HESI RN
HESI RN Exit Exam 2024 Quizlet Capstone
1. A client with hypothyroidism is prescribed levothyroxine. What instruction should the nurse provide?
- A. Take the medication in the morning before eating.
- B. Take the medication with a full glass of water.
- C. Take the medication with food to avoid nausea.
- D. Take the medication only when symptoms worsen.
Correct answer: A
Rationale: The correct answer is A: 'Take the medication in the morning before eating.' Levothyroxine should be taken on an empty stomach in the morning for optimal absorption. Choice B is incorrect because while taking medication with water is generally recommended, levothyroxine specifically needs to be taken on an empty stomach. Choice C is incorrect as taking levothyroxine with food can interfere with its absorption. Choice D is incorrect as levothyroxine should be taken regularly as prescribed, not only when symptoms worsen.
2. The nurse is caring for a client with a nasogastric tube. Which of the following interventions is a priority to maintain client safety?
- A. Flush the tube with water every 4 hours
- B. Check the tube placement before each feeding
- C. Secure the tube to the client's nose with tape
- D. Keep the head of the bed elevated at 30 degrees
Correct answer: B
Rationale: Verifying the correct placement of a nasogastric tube before each feeding is essential to prevent aspiration and ensure that the tube is properly positioned in the stomach or intestine. This action is a priority to maintain client safety. Flushing the tube with water every 4 hours is important for tube patency but is not the priority over verifying placement. Securing the tube with tape and keeping the head of the bed elevated are crucial but are considered secondary measures compared to confirming the correct tube placement.
3. A client with a ruptured spleen underwent an emergency splenectomy. Twelve hours later, the client’s urine output is 25 ml/hour. What is the most likely cause?
- A. This is a normal finding after surgery.
- B. Oliguria signals tubular necrosis related to hypoperfusion.
- C. Oliguria signals dehydration and fluid loss.
- D. Urine output of 25 ml/hour is an expected finding after splenectomy.
Correct answer: B
Rationale: Oliguria, or decreased urine output, after surgery can indicate tubular necrosis due to hypoperfusion, which may require intervention to restore renal function. Choice A is incorrect as oliguria is not a normal finding after surgery. Choice C is incorrect because dehydration is less likely in this context compared to tubular necrosis. Choice D is incorrect as a urine output of 25 ml/hour is not expected after splenectomy and should raise concern for renal impairment.
4. The nurse is teaching a client about postoperative care following a total knee arthroplasty.
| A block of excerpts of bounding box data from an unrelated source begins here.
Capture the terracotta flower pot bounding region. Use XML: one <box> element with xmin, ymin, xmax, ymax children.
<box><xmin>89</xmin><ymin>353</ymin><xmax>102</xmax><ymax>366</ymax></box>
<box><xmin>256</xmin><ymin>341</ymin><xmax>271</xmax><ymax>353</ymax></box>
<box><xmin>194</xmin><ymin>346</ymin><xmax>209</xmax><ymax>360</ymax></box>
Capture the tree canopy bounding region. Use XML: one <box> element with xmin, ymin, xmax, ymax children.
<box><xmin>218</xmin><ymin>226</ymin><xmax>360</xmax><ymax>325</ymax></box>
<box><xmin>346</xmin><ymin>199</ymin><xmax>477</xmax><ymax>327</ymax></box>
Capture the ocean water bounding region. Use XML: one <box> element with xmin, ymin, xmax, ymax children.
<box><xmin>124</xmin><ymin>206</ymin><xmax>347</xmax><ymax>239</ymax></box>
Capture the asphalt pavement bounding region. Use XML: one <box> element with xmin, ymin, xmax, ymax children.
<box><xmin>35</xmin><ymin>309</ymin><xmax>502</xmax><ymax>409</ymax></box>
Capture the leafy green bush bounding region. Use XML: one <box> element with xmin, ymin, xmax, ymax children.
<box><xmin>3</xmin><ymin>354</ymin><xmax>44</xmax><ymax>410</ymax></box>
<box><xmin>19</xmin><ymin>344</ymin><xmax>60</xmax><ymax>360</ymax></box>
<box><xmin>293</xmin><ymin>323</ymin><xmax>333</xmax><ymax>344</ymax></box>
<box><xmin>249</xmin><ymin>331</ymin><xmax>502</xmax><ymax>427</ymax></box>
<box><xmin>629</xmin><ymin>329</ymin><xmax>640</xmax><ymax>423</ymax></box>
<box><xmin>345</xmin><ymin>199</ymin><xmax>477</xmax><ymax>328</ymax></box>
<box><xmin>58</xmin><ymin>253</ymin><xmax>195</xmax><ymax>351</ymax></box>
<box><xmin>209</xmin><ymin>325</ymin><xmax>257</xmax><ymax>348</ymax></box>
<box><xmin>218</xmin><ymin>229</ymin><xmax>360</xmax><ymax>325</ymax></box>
What instruction should the nurse prioritize?
- A. Begin ambulation as soon as possible.
- B. Use continuous passive motion therapy to maintain joint mobility.
- C. Avoid putting weight on the affected leg.
- D. Apply ice packs to reduce pain and swelling.
Correct answer: B
Rationale: The correct answer is B: 'Use continuous passive motion therapy to maintain joint mobility.' Continuous passive motion therapy is crucial in postoperative care following a total knee arthroplasty as it helps prevent stiffness and maintain joint mobility. Ambulation is important but should be guided and not immediate. Avoiding putting weight on the affected leg is also essential initially to prevent complications. Applying ice packs can help reduce pain and swelling, but it is not the priority instruction for maintaining joint mobility and preventing stiffness.
5. An S3 heart sound is auscultated in a client in her third trimester of pregnancy. What intervention should the nurse take?
- A. Perform a 12-lead electrocardiogram
- B. Document in the client's record
- C. Notify the healthcare provider immediately
- D. Assess for signs of heart failure
Correct answer: B
Rationale: An S3 heart sound is often a normal finding in pregnant women due to increased blood volume and cardiac output. The nurse should document the finding as part of the routine assessment unless accompanied by other abnormal symptoms. Performing a 12-lead electrocardiogram (Choice A) is unnecessary for a normal S3 heart sound in pregnancy. Notifying the healthcare provider immediately (Choice C) is premature and may lead to unnecessary interventions. Assessing for signs of heart failure (Choice D) is not indicated as an isolated S3 heart sound is typically benign in pregnancy.